Suranah's project abstract

From Cohen Courses
Revision as of 10:42, 3 September 2010 by WikiAdmin (talk | contribs) (1 revision)
(diff) ← Older revision | Latest revision (diff) | Newer revision → (diff)
Jump to navigationJump to search

Human Computation for ReadTheWeb

ReadTheWeb has been attempting to develop a knowledge base that mirrors the content of the web. In the current procedure they use bootstrapping to extract information. In other words,a set of verified seed facts is provided, and they are used to learn patterns. These patterns acquire more facts, most of them are discarded, and rest of these high probability facts are used to learn more patterns. The problem right now is both that we miss a lot of facts and patterns in this process, and some wrong facts and patterns are also promoted. In this project, I will implement and experiment with some mechanisms to improve ReadTheWeb.

Specific Goals

I have come up with a mechanism design which can help us verify different facts from ReadTheWeb in a fun, challenging and user-friendly manner. I will be implementing both the required UI, and necessary backend to test it, initially through Mechanical Turk and later on gwap.com.
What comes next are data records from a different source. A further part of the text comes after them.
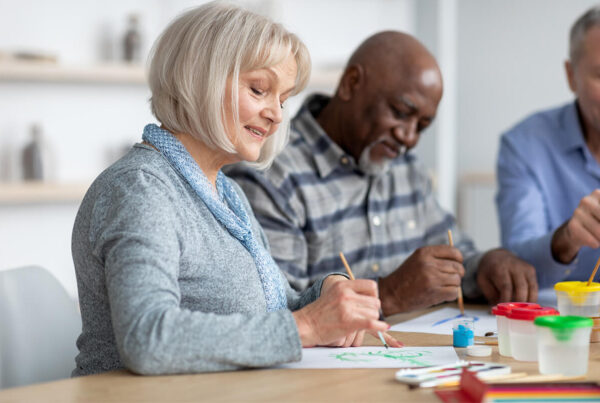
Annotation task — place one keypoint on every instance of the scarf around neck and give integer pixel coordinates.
(228, 210)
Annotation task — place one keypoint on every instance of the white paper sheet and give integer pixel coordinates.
(440, 322)
(373, 357)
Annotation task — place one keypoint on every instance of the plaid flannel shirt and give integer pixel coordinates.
(314, 202)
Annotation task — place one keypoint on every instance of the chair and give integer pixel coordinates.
(39, 324)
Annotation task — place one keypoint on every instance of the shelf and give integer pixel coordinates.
(55, 73)
(41, 192)
(11, 71)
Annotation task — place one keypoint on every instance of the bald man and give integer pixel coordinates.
(347, 182)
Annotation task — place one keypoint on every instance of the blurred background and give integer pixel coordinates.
(73, 95)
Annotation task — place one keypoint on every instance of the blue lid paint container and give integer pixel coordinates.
(462, 332)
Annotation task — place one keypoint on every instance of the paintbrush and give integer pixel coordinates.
(349, 271)
(461, 304)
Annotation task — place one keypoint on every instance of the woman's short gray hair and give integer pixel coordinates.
(195, 56)
(590, 19)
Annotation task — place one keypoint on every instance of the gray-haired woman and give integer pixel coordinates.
(173, 270)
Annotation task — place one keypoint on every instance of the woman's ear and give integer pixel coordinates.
(351, 81)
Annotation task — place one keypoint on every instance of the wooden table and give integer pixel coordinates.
(264, 384)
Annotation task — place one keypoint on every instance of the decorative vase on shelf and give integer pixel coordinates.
(38, 160)
(132, 41)
(32, 156)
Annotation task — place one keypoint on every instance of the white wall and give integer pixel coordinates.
(87, 125)
(508, 56)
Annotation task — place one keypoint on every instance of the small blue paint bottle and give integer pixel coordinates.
(462, 332)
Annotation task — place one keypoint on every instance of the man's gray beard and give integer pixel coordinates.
(375, 168)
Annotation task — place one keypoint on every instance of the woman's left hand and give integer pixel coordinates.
(354, 339)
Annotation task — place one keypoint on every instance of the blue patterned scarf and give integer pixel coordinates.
(230, 212)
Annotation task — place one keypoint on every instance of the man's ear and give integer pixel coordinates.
(570, 74)
(351, 81)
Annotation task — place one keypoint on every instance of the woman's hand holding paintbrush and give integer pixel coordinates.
(384, 337)
(341, 315)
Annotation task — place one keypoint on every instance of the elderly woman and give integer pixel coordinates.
(173, 270)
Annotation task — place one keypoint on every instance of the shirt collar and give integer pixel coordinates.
(327, 155)
(571, 135)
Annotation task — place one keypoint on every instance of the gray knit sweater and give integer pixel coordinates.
(163, 287)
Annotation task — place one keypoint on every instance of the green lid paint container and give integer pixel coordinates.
(563, 344)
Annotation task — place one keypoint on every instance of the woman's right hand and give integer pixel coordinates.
(341, 315)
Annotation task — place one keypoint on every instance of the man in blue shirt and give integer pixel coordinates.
(549, 172)
(348, 182)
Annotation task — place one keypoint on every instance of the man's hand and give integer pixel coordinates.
(430, 275)
(582, 229)
(503, 277)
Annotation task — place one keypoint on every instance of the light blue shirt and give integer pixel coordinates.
(544, 169)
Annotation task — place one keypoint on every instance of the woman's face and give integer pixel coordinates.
(262, 94)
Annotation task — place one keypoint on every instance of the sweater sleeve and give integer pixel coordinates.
(134, 235)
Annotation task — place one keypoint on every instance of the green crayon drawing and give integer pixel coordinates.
(416, 358)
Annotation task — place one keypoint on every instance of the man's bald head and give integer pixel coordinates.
(388, 94)
(391, 54)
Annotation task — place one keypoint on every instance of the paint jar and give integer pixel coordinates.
(522, 333)
(501, 311)
(563, 344)
(577, 298)
(463, 331)
(595, 336)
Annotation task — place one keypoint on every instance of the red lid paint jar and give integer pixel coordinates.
(522, 333)
(501, 311)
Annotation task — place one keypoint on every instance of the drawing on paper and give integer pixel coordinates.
(416, 358)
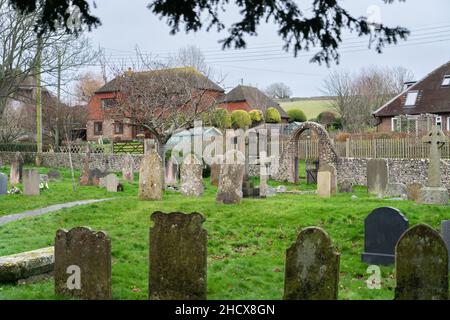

The backend is especially complicated here. We have to figure out the most optimal set of facts to show to the user to optimize learning, and gleaning of patterns. We also have to ensure that the their is a maximum chance that the user knows (or has some idea) about the entities in a specific round of the game. While the former problem could be solved with some sort of active learning, we will have to experiment with completely new techniques.

Interesting Side Effects

If these mechanisms work well, they can very well augment the notion of never ending learning. Besides, I also suspect that this data can be used to more than just validating patterns and facts. Right now, every single class of relation in ReadTheWeb has to be manually thought out, and then seeds for that added to the system. I believe that some of the data we generate can be used for statistically estimating the next set of the relations and classes.

Super Powers

  • Will be working closely with people involved with ReadTheWeb project
  • Previous experience with IE, designing mechanism designs and implementing social games

Evaluation

I plan to evaluate my system using Mechanical Turk and other structured information repositories like FreeBase. The newer patterns and classes which are produced as a side effect can be validated by increase in ReadTheWeb's performance.